Update code. I got some insider push backs because I was trying to update the code and release the trained checkpoints at the same time. I apologize for the delay, and will try to push on this more.

dgedon · 2021-03-17T09:26:13Z

Thanks @hyhieu.

About Taylor expansion: It works out nicely when you start in your way. However, I have two follow-up remarks/question on it:

With your derivation I think you have student loss old - student loss new, which is actually different to your implementation here, where you have loss new - loss old and it is different to this repository:

MPL-pytorch/main.py

Line 216 in bdedb8e

dot_product = s_loss_l_new - s_loss_l_old

which is actually the main discussion point of this issue.
When comparing f(x+h) - f(x) = f'(x) * h with (12) from your paper, then I assume one should take the pseudo labeled data (x_u, \hat{y}_u) for the 'student loss old' (and labeled data (x_l, y_l) for the 'student loss new'). However, in this repository's code it is the following. Is this a mistake or do I misinterpret the equations?

MPL-pytorch/main.py

Line 197 in bdedb8e

s_loss_l_old = F.cross_entropy(s_logits_l.detach(), targets)

About Soft Labels: I have to think this a bit more through. In your paper in (10) you have instead of a one-hot encoding with hard labels for \hat{y}_u just a 'smoothed' version when using soft labels. From this point I don't understand how this changes the derivation.

zxhuang97 · 2021-04-27T06:44:56Z

Thanks @hyhieu.

About Taylor expansion: It works out nicely when you start in your way. However, I have two follow-up remarks/question on it:

With your derivation I think you have student loss old - student loss new, which is actually different to your implementation here, where you have loss new - loss old and it is different to this repository:

MPL-pytorch/main.py

Line 216 in bdedb8e

dot_product = s_loss_l_new - s_loss_l_old

which is actually the main discussion point of this issue.

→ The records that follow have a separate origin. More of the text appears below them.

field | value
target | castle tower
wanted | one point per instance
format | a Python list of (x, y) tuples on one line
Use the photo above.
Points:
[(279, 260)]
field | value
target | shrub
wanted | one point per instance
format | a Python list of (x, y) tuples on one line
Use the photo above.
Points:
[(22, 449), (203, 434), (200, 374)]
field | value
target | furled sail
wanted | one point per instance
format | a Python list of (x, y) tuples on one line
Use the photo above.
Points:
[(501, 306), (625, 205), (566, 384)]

When comparing f(x+h) - f(x) = f'(x) * h with (12) from your paper, then I assume one should take the pseudo labeled data (x_u, \hat{y}_u) for the 'student loss old' (and labeled data (x_l, y_l) for the 'student loss new'). However, in this repository's code it is the following. Is this a mistake or do I misinterpret the equations?

MPL-pytorch/main.py

Line 197 in bdedb8e

s_loss_l_old = F.cross_entropy(s_logits_l.detach(), targets)

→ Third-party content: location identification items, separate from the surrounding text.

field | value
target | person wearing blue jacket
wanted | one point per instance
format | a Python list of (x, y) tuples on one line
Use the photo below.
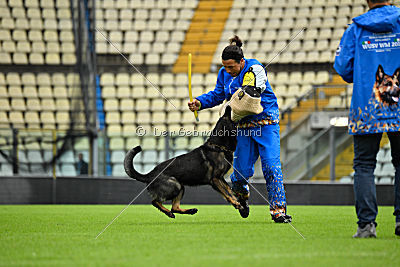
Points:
[(258, 135), (369, 57)]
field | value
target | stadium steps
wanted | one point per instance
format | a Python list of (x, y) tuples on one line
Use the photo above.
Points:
[(203, 35)]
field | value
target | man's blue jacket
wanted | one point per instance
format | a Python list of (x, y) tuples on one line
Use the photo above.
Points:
[(369, 57), (227, 85)]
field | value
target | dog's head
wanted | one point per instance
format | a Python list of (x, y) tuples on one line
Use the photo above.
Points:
[(386, 87), (225, 131)]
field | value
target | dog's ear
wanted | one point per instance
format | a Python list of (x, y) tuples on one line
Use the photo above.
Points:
[(228, 110), (379, 74), (396, 74)]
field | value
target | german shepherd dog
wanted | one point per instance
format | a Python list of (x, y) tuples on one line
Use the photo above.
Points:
[(386, 87), (205, 165)]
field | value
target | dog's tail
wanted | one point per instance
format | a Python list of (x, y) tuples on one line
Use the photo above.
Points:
[(128, 165)]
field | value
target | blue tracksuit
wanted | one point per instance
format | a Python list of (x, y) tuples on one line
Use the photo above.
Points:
[(369, 54), (258, 135)]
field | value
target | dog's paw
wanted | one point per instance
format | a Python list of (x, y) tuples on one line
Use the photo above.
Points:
[(191, 211)]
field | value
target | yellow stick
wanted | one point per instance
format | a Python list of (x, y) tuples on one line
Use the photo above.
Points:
[(190, 82)]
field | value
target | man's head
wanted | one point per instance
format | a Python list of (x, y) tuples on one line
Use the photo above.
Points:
[(373, 3), (232, 57)]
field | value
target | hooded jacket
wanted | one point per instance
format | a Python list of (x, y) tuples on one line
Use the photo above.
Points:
[(227, 85), (369, 57)]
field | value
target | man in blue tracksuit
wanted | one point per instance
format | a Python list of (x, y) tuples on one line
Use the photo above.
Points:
[(258, 135), (369, 56)]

About Soft Labels: I have to think this a bit more through. In your paper in (10) you have instead of a one-hot encoding with hard labels for \hat{y}_u just a 'smoothed' version when using soft labels. From this point I don't understand how this changes the derivation.

@dgedon For the second question, I think we are approximating the red box(gradients of loss on labeled data wrt updated parameters). So when using finite difference, we should use the same data(labeled data) with different parameters(old/new).

easonyang1996 · 2021-05-28T06:44:00Z

@kekmodel Hi, Thanks for the implementation!
So, is it clear now which one is right? loss_new-loss_old or loss_old-loss_new?

Adamdad · 2021-05-31T18:01:05Z

This might be a clearer derivation.

monney · 2021-05-31T18:55:25Z

I think that the correct formula is old-new based on the several derivations that have been done here. But, I don't think the MPL Loss really has an effect either way. From what I can tell, based on the experiments here, my own experiments, and the reference code being flipped but still replicating results.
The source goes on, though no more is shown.